Dans la pseudohypoparathyroïdie IA (PHP-IA) le gène Gs a une fonction anormale altérant la production des protéines assurant la liaison entre le récepteur de l’hormone parathyroïdienne et l’unité effectrice qui contribue à l’activation de l’ATP en AMPc en réponse à l’adénylate cyclase) ; l’ubiquité des protéines de liaison explique la coïncidence habituelle de résistances associées (aux gonadostimulines, la GH, la TSH, la leptine, les catécholamines, au glucagon, à la mélanogenèse …) ce qui contribue à la diversité des phénotypes. Dans la forme IB (PHP-IB) où n’est pas observée d’anomalie phénotypique, ni non plus clairement de résistances hormonales associées à celle de la PTH, les altérations génétiques de GS impliquent une anomalie de la syntaxine. La maladie prend une expression différente selon le sexe du parent transmetteur (empreinte génétique) : les pères des sujets atteints de PSHP de type 1A sont ordinairement atteints de la même situation ; en revanche les mères ont simplement un phénotype de pseudopseudohypoparathyroïdie (habitus d’Albright sans anomalie métabolique ou hormonale, notamment du calcium sanguin et du taux de PTH). L’affection est autosomique dominante (MIM 103580, MIM 103581) ou plus exceptionnellement autosomique récessive (MIM 203330).

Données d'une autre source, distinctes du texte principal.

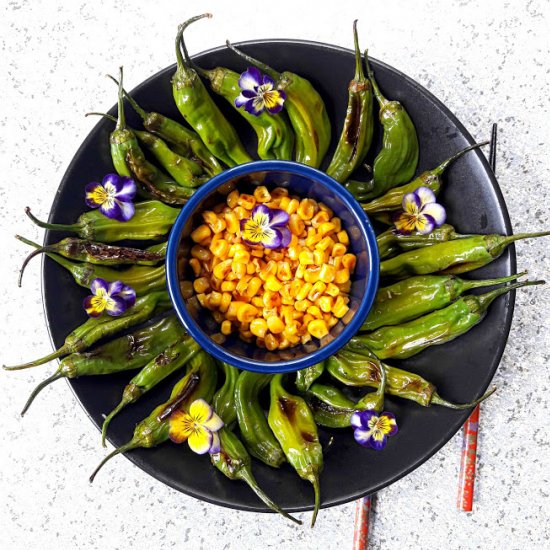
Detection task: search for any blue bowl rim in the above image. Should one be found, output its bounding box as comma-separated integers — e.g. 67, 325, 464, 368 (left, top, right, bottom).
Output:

F. Albright, médecin endocrinologue américain, membre de l'Académie de médecine (1942)
Syn. AHO, pseudohypoparathyroïdisme de type IA, ostéodystrophie héréditaire d'Albright
[I2, O4, Q2]
Édit. 2020
analphalipoprotéinémie dominante l.f.
analphalipoproteinemia (dominant)
Déficit en apolipoprotéine A-I de haute densité par mutation du gène ApoA1.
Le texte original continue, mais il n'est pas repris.